You never actually leave that craft in this level. But it also took me about 10 years of my life to complete it. Is that bad level design, or are you just happy to see me?
And what about the RPG elements? As you progress through the game, killing baddies nets you experience points you can use to boost up a character’s attributes. Three other forms of currency allow you to buy secondary missiles, give your power-ups a boost if you ever have them at a useful time, and upgrade your armor. The change after beefing your character up…is nonexistent. It doesn’t matter what you do; all that ultimately happens in this game is your character’s death, over and over. Don’t worry, infinite lives is your friend here; all you lose is some experience points. How kind of you, Rocketman. Kick me down, steal half my toys, pick me up after a few seconds, and repeat. And don’t get me started on that final boss and her cocky-ass German accent!
…wait a tic.
Bosses with German accents?
Axis of Evil?
Mercury is a Democratic planet,10 which happens to enter the war against the Martians late?
Oh my god. IT’S A WORLD WAR II GAME. In fact, not just any WWII game! Notice how there’s no Japanese Martians! Capcom is trying to get Japan ’s involvement with the Axis Powers erased from history! There’s no other explanation!
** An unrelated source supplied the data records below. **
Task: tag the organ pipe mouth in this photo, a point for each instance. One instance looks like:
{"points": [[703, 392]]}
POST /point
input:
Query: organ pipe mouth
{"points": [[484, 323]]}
Hey, in stage 9, you fight Martians with MEXICAN accents! Did Mexico even exist in World War II? If there’s one thing I am in this world, it’s a history buff,11 and I can tell you for a FACT, that there was no Mexico in World War II! It’s as if they’re trying to switch bodies.
I understand it all now! I now know why they didn’t care about some of the mechanics! I know why this game is more fun with people than alone! You know why the online component is a lag-free experience, with someone actually there to play with? They need to get their message out to the populace! I know why you can make it look like you’re playing as a naked chick! They want to reel you in to stuff your head with LIES! If that wasn’t bad enough, they added a $5 expansion pack to further obliterate history! It’s all too simple! I can’t say any more. They might come after me. My friends, quick! Complain about the footnotes, and then go to another page, quickly! I fear my time is short.
I’m onto you Capcom!
1. Other things I am: lover, writer, poet.
2. Lucky me, it was a free meal anyway.
3. Remember that reference. You may notice it later.
5. To the point where the main character bashed an NPC for being just what he is: an NPC.
6. Who now actually teaches the class.
8. Hidden Diddy Kong Racing reference! I LOVE YOU, RARE!
10. May not actually be Democratic.
11. Other things I am: pyro, engineer, spy, heavy, sniper, scout, soldier, demoman, medic.